Moderater Rückgang bei Radfahr-Unfällen
Ob für die deutlichen Rückgänge in allen Unfallkategorien allein die Pandemie verantwortlich sei, müsse erst eine Langzeitanalyse zeigen, sagte der Speyerer Polizeichef. Fest steht jedoch: Seine Inspektion registrierte bei der Anzahl der Unfälle 2020 ein Fünf-Jahres-Tief – auch bei Unfällen mit Radfahrern. Hier fiel der Rückgang mit „nur“ knapp elf Prozent im Vergleich zu anderen Bereichen moderat aus. In immer noch 156 Fällen waren Radfahrer im vergangenen Jahr an Unfällen beteiligt. Brockmann vermutet, dass in der Fahrradstadt Speyer dem Drahtesel in Pandemie-Zeiten eine noch höhere Bedeutung als Fortbewegungsmittel beigemessen wurde als ohnehin schon.
Moderat sei auch der Rückgang der Verkehrsunfälle mit jungen Erwachsenen (18 bis 24 Jahre) gewesen, sagt Brockmann. 475 Mal krachte es hier im vergangenen Jahr, ein Rückgang zum Vorjahr um rund acht Prozent. Zum Vergleich: In den beiden Gruppen der Über-65- und Über-75-Jährigen ereigneten sich jeweils knapp 28 Prozent weniger Unfälle. Brockmanns Erklärungsansatz für die Unterschiede: Junge Menschen seien trotz Lockdowns berufs- oder freizeitbedingt häufiger unterwegs gewesen als ältere. Das sei allerdings nur eine Vermutung, die Polizei habe hierbei keine Verkehrszählung durchgeführt.

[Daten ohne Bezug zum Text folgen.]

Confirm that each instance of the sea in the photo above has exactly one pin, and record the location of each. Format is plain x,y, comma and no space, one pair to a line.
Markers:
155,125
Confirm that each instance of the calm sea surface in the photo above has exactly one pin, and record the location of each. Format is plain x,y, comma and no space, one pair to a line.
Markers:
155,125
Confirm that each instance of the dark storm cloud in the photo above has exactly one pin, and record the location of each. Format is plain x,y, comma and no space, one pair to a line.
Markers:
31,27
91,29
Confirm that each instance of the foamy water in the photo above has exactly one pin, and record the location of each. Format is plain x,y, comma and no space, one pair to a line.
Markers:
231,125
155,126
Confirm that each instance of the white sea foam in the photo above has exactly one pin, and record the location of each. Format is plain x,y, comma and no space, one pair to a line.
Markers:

Daten und Fakten: Unfälle 2020
- 2145 Unfälle insgesamt (723 weniger als 2019)
- 210 leicht verletzte Personen (minus 111), 37 Schwerverletzte (-11)
- 33 Unfälle unter Alkohol (-13), 8 unter Drogen (-3)
- 578 Unfälle mit Flucht (-166), Aufklärungsrate 43,08 Prozent (2019: 42,74)
- 121 Unfälle mit Wild (-50 Fälle)
- 33 Unfälle mit Kindern (-11)
- 475 Unfälle 18-24-Jährige (-42)
- 476 Unfälle Senioren 65+ (-192)
- 236 Unfälle Senioren 75+ (-92)
- 156 Unfälle Radfahrer (-19)
- 13 Unfälle Pedelec (-7)
- 70 Unfälle motorisierte Zweiräder (-25)
RHEINPFALZ-Kommentar von Anna Warczok: Positiver Effekt
Auch im Jahr 2019 verzeichnete die Polizei Speyer bereits weniger Unfälle als im Jahr davor. Doch so deutlich wie 2020 fiel der Rückgang damals nicht aus – da liegt die Vermutung nahe, dass vor allem die Pandemielage mit Lockdowns dazu geführt hat, dass es auf den Straßen und Speyer und Umgebung weniger oft krachte. Ob und wie stark das Unfallgeschehen in den kommenden Jahren wieder steigt, muss sich noch zeigen. So hatte das Corona-Jahr 2020 jedoch zumindest einen positiven Effekt.